December 1 - December 22
Opening reception December 1, 6-8 pm
Closing this year's exhibition programming is a group exhibition of the 10 fall artists-in-residence, who have been working alongside each other for the past 3-6 months. The process of creating and experimenting in their individual studios spills over into the gallery, where they present new work or complete in-progress projects for the rest of their residency. Curated by NARS Program Director Eriola Pira.
Alina Grasmann's (Germany) paintings deal with imaginary, real and emotional places. In this exhibition, she presents a select number from her in-progress series Paper Town about the copyright town of Agloe, NY. She paints homes and other building, from photographs taken in and around where Agloe is indicated on the map, in isolated landscapes. She does so in a frontal and flat manner, as if there was nothing but the facade, making the town at once real as it is fictional.

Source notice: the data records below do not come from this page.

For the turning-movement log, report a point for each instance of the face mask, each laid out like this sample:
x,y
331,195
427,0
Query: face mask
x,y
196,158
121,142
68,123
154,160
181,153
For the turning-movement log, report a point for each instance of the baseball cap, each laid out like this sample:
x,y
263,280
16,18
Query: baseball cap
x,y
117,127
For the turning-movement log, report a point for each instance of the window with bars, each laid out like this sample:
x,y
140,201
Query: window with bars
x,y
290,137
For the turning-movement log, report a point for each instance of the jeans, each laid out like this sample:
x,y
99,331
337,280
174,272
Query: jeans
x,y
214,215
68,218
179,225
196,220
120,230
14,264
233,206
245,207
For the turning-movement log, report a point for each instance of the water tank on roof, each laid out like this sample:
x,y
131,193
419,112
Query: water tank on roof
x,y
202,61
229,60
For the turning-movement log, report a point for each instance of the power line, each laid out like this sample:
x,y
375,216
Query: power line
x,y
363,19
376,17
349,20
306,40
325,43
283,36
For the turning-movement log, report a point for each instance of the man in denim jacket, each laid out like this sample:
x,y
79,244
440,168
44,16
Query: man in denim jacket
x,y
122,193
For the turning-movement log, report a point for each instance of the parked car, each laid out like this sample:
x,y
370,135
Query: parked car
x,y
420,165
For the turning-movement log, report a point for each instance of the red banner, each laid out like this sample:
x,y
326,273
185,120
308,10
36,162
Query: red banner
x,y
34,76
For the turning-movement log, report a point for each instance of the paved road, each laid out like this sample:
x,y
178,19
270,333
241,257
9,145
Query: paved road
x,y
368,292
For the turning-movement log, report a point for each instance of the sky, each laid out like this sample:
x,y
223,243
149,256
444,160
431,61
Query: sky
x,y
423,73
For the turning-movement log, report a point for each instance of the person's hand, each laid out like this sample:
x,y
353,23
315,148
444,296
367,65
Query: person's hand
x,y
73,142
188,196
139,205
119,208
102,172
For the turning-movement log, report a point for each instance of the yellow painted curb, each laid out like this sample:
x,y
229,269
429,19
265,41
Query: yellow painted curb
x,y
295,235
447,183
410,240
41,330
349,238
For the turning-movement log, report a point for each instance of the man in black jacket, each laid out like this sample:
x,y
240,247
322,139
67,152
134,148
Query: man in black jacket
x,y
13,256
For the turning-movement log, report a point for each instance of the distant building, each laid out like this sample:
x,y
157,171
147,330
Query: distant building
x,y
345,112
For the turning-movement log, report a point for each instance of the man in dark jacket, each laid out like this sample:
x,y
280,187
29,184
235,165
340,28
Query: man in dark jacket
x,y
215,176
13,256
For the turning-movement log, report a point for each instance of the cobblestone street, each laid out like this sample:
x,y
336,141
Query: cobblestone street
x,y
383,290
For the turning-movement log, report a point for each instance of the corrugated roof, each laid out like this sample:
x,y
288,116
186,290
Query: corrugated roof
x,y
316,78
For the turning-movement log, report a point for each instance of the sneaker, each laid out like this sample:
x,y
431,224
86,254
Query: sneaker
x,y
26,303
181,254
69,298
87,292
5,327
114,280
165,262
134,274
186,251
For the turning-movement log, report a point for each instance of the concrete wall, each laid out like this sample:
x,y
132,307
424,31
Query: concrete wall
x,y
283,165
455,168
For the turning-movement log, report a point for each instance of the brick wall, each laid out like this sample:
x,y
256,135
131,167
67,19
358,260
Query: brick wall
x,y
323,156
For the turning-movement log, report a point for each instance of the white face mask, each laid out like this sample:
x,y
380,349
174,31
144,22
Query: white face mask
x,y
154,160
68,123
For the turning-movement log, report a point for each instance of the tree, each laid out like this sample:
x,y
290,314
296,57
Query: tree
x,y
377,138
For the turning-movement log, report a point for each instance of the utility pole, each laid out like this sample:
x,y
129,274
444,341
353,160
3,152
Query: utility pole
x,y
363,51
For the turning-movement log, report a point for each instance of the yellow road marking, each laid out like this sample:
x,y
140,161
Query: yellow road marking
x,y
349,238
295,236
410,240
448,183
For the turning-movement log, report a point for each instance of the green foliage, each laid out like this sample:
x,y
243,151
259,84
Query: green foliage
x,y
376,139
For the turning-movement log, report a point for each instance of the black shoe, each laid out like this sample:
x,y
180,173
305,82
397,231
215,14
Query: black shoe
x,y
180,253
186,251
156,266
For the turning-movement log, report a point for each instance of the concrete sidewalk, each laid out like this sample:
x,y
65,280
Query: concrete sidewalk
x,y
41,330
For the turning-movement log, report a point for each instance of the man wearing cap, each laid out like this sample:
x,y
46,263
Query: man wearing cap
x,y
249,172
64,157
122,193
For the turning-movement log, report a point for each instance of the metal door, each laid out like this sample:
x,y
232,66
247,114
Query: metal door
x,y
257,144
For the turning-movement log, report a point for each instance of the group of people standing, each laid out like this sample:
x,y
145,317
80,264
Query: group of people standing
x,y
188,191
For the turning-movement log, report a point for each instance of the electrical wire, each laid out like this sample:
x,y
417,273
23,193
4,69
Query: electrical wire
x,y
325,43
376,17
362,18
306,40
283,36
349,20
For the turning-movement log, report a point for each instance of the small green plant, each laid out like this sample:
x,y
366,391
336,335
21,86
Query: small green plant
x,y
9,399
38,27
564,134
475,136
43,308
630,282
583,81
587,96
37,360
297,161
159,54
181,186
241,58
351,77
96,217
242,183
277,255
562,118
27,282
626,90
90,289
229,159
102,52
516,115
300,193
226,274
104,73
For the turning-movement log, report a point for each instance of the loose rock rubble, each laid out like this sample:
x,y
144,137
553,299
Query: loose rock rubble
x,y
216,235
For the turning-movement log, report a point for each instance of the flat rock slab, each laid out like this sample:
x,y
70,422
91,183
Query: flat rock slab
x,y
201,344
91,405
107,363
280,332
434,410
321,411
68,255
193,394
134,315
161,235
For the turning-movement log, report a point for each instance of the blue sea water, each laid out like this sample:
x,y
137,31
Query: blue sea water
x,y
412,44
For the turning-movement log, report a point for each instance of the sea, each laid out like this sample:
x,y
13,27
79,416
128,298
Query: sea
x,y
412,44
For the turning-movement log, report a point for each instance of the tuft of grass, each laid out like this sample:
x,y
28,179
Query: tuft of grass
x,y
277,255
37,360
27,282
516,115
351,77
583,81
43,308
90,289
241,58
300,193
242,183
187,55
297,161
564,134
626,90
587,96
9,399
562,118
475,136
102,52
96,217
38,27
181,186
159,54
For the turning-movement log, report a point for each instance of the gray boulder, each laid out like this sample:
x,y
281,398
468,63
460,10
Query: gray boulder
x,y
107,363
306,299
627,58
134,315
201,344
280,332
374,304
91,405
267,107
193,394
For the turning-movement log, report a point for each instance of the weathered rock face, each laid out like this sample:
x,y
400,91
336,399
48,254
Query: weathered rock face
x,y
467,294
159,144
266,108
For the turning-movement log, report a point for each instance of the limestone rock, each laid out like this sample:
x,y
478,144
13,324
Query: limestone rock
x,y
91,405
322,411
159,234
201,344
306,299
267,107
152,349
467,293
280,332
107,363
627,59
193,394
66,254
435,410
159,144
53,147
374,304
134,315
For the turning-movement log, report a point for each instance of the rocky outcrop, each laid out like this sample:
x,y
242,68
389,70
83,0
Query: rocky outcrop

Andreas Savva's (Cyprus) in-situ installations, or units as he defines them, are categorized by a different set of dominant materials ranging from wood to string held in tension together, as in a networked system. Geometrically arranged, the delicate balance between these materials constructs a structure that alludes to figure in space as an image.
Bas Geerts' (Netherlands) work appeals to an unseen logic behind the random assemblages in abstract paintings and 3D objects, which he generates by writing computer programs. The algorithms produce designs, randomizing the size and shape of geometric forms. For this exhibition, in addition to a 3D print, Geerts also presents Narcissus, an algorithmic poem that rearranges phrases in real time, accompanied by a recording of three, now extinct birds played in ever-varying combinations.
Carl E. Hazlewood's (USA) mixed-media constructions are made with paper, twine, canvas, and other materials attached directly to the wall. For this exhibition, he similarly relies on materials sourced from the everyday to create an extemporaneous large-scale structure on/off the wall and floor. The unframed and multi-dimensional edges of the resulting abstract image open up what’s possible for his composite objects.
Following her solo show in the NARS Project Space earlier this Fall, Jackie Feng (USA) presents three small drawings that draw upon personal experiences to depict vibrant and colorful narratives that are tethered to no identifiable place or time but instead are suggestive and psychologically charged. Themes of intimacy, ambition, the sublime in nature and the tragicomedy of humanity run throughout her work.
Joshua Liebowitz's (USA) practice examines the relationship between technology and society, producing objects that combine virtual media and physical materials. He views computation, new materials, and digital fabrication processes not just as tools and mediums of aesthetic concern but as socially-bound forms unto themselves. He engages these procedures critically, developing objects that mediate the connections between the online and the physical.
Lieselotte Fontrodona (Netherlands) uses sculpture and installation, built with found objects which are modified and combined with other materials, focusing on naturally fitting connections. Her artistic research surrounds 'identity', especially concerning identity in travesty and cultural identity versus universal identity in particular.
The principal element of Martin Smith's (Australia) practice is a life-long project to construct a novel consisting of text that is hand-cut from photographs. The works in the show explore and highlight the role that narratives and story-telling play in the formation and dissemination of personal histories. Through the construction of forms made out of narratives to make visible the invisible, to give physical form to a process that we unwittingly engage in multiple times every day and what is generally conceived as formless.
Ryotaro Fuyuki's (Japan) work examines the relationships between society and the individual. His works create situations where the “unconscious order’ strongly emerges. He plays with the seriousness and humor or even the triviality of different concepts, by repurposing, manipulating, and reimagining the function and aesthetics of everyday objects, expressions, and images. Blinkers, used to keep racehorses focused and provide eye protection, are modified to fit unicorns.
Wonwoo Lee (Korea) locates himself in the boundary between contradictory elements, attaining a particular emotional nuance triggered by his jokes that are just at the right degree of subtlety. Therefore, rather than taking reality seriously, Lee attempts to take the world critically by throwing fleeting jokes to life. A light fixture from the set of Saturday Night Live, sourced at Material for the Arts, is a part and the starting point for a painting playing with the comedy show's title.